L’azienda spiega che l’intera filiera dei semiconduttori sta affrontando un aumento diffuso dei costi, tra produzione dei wafer, assemblaggio, test, packaging avanzato, memoria e materiali.
![Snapdragon chip prices are officially going up, maybe by ‘double digits’ [U]](https://www.chinasmartbuy.com/blog/wp-content/uploads/2026/07/qualcomm-aumenta-i-prezzi-dei-chip-snapdragon-dal-1-settembre-snapdragon-8-elite-gen-5-for-1olj7.webp)
Qualcomm ufficializza il rincaro dei chip Snapdragon dal 1° settembre
Dopo le prime anticipazioni circolate nei giorni scorsi, Qualcomm ha formalizzato l’aumento spiegando di non riuscire più ad assorbire i maggiori costi imposti dai fornitori. La società ha indicato che il rincaro interesserà i chip spediti dal 1° settembre in avanti, quindi l’effetto potrebbe vedersi abbastanza rapidamente sui dispositivi in arrivo nei mesi successivi.

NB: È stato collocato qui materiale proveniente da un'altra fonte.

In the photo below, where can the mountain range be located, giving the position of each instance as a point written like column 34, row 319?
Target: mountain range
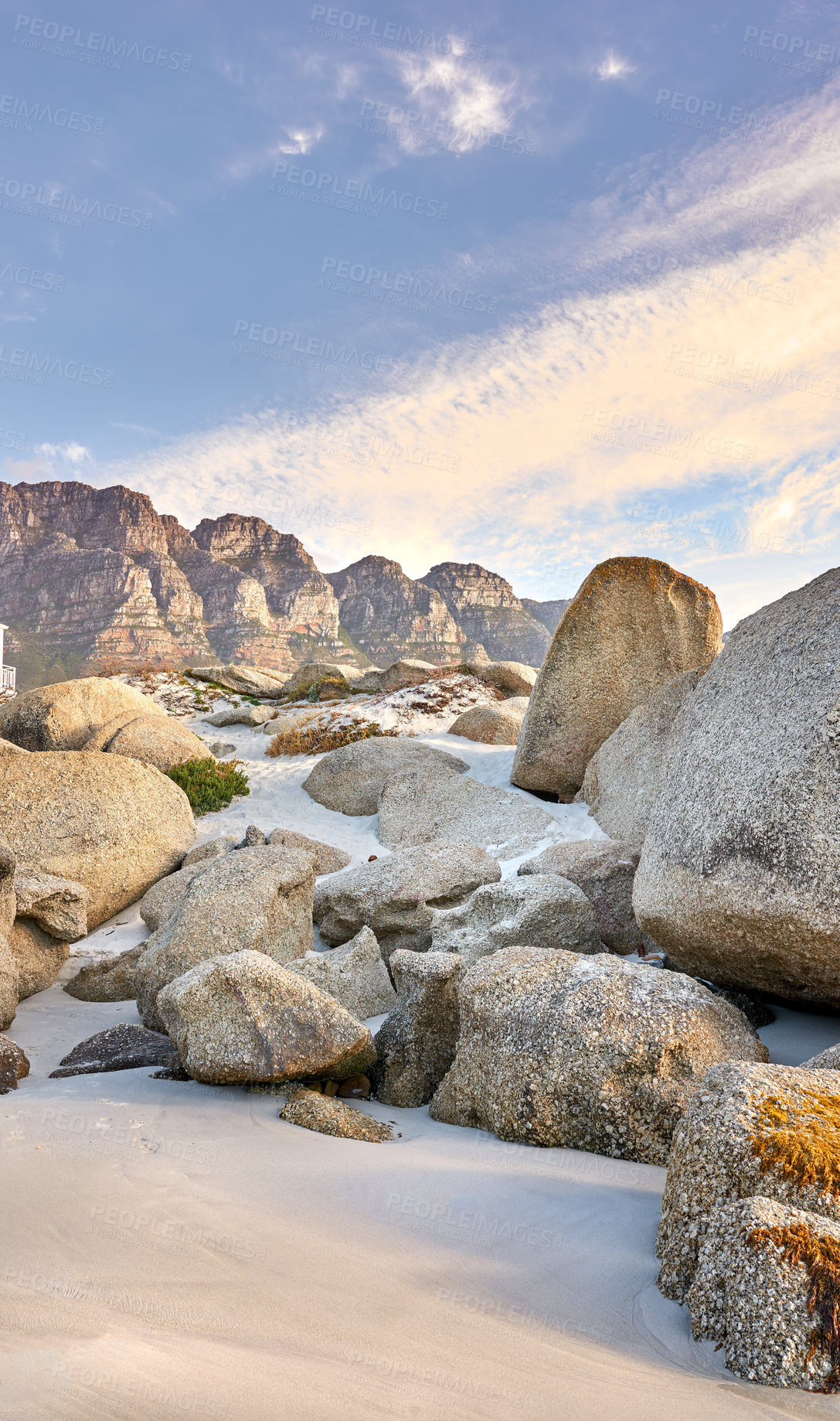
column 94, row 578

La percentuale esatta non è stata ancora definita pubblicamente in modo dettagliato, ma si parla di aumenti a doppia cifra. Anche partendo da una soglia minima del 10%, l’impatto sarebbe significativo su piattaforme già costose, soprattutto per i produttori Android che basano gran parte dell’offerta medio-alta e top di gamma sui chip Snapdragon.
Perché i costi salgono e cosa può cambiare per gli smartphone Android
Il contesto è quello di una catena produttiva sotto pressione, dove non pesa soltanto la memoria ma anche la disponibilità complessiva dei semiconduttori. La corsa dell’industria legata all’intelligenza artificiale, con nuovi data center e infrastrutture costruiti a ritmo accelerato, sta spingendo verso l’alto la domanda di componenti e sta riducendo gli spazi per contenere i prezzi.
Qualcomm ha anche segnalato di aver cercato fonti alternative per alcuni componenti, segno che il problema non riguarda un singolo anello della catena ma un equilibrio industriale più ampio.
I precedenti sui chip flagship fanno capire perché il tema è importante
Per Qualcomm non si tratta di un caso isolato. I prezzi dei suoi chip sono già aumentati negli ultimi anni e uno dei casi più citati resta quello del processore poi arrivato sul mercato come Snapdragon 8 Elite, indicato con un rincaro di circa il 30% rispetto alla generazione precedente. Questo precedente aiuta a capire quanto il processore incida ormai sul costo finale di un telefono top di gamma.
Non a caso si parla anche di una possibile variante più accessibile dell’attuale piattaforma di fascia alta, identificata nelle indiscrezioni come Snapdragon 8 Elite Gen 5. Se questa strategia verrà confermata, potrebbe servire a dare ai produttori una soluzione meno onerosa per contenere i listini senza rinunciare del tutto a una piattaforma di livello flagship.